A Government minister said he has a duty to make sure Hartlepool power station continues to thrive after Brexit on a visit to the facility.
Steve Baker MP, one of four Brexit ministers, was given a tour of the EDF nuclear plant in Brenda Road.
Brexit will see the UK leave the Euratom agency that oversees nuclear safety in Europe and requires members to be under the jurisdiction of the European Court of Justice.
Some scientists have warned leaving will cause widespread confusion and have a potentially devastating impact on the industry in Britain.
Mr Baker said: “We do have some work to do as we leave Euratom and our task as a government is to ensure we get the legislation through to deliver everything that is necessary to ensure the future success, not only of the power station here but nuclear power stations right across the country.”
The Government is continuing to try to negotiate a deal with EU leaders.

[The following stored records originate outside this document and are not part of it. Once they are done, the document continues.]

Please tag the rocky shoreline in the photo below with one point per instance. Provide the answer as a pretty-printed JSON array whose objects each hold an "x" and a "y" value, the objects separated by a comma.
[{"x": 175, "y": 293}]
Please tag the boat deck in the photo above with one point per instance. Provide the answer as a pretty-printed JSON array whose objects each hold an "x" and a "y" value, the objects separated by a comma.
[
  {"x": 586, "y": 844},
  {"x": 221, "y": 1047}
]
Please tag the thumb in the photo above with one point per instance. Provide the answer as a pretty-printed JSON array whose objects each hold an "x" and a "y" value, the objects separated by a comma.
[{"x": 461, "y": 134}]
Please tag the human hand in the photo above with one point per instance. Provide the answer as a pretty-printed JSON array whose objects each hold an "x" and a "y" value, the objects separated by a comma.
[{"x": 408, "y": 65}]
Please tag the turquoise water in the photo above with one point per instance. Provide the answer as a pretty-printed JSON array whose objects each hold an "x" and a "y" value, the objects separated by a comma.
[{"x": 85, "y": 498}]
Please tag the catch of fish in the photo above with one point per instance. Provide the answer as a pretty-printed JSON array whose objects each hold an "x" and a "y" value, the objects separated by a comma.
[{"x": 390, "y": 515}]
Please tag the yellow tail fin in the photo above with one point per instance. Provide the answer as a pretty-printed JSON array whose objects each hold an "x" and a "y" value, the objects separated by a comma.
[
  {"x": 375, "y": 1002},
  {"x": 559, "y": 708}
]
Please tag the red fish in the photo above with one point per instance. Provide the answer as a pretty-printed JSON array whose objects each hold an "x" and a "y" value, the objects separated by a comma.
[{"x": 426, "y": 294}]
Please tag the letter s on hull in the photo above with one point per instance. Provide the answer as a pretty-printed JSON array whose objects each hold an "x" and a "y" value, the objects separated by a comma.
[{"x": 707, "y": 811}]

Mr Baker added: “I’m very conscious that in Hartlepool 70% or so of people voted to leave, and it’s our duty to make sure that our exit from the EU is smooth, successful for everyone.
“A good Brexit deal is one which will give us some certainty, continuity and control as we leave the European Union, which allow us free and frictionless trade and which will allow us to continue our co-operation on security countering crime and terrorism and on other matters.”
Mr Baker said he was “incredibly impressed” by Hartlepool power station workers’ professionalism deeply embedded safety culture.
Craig Dohring, station director at Hartlepool Power Station, said: “We talked about the station’s vital position within the local economy, as an employer but also our support for many smaller businesses.
“The minister also had a chance to meet some of our apprentices as we took him on a tour of the station.
“Our apprentices are vital to the station’s future, and it was a chance for them to show what they do here.”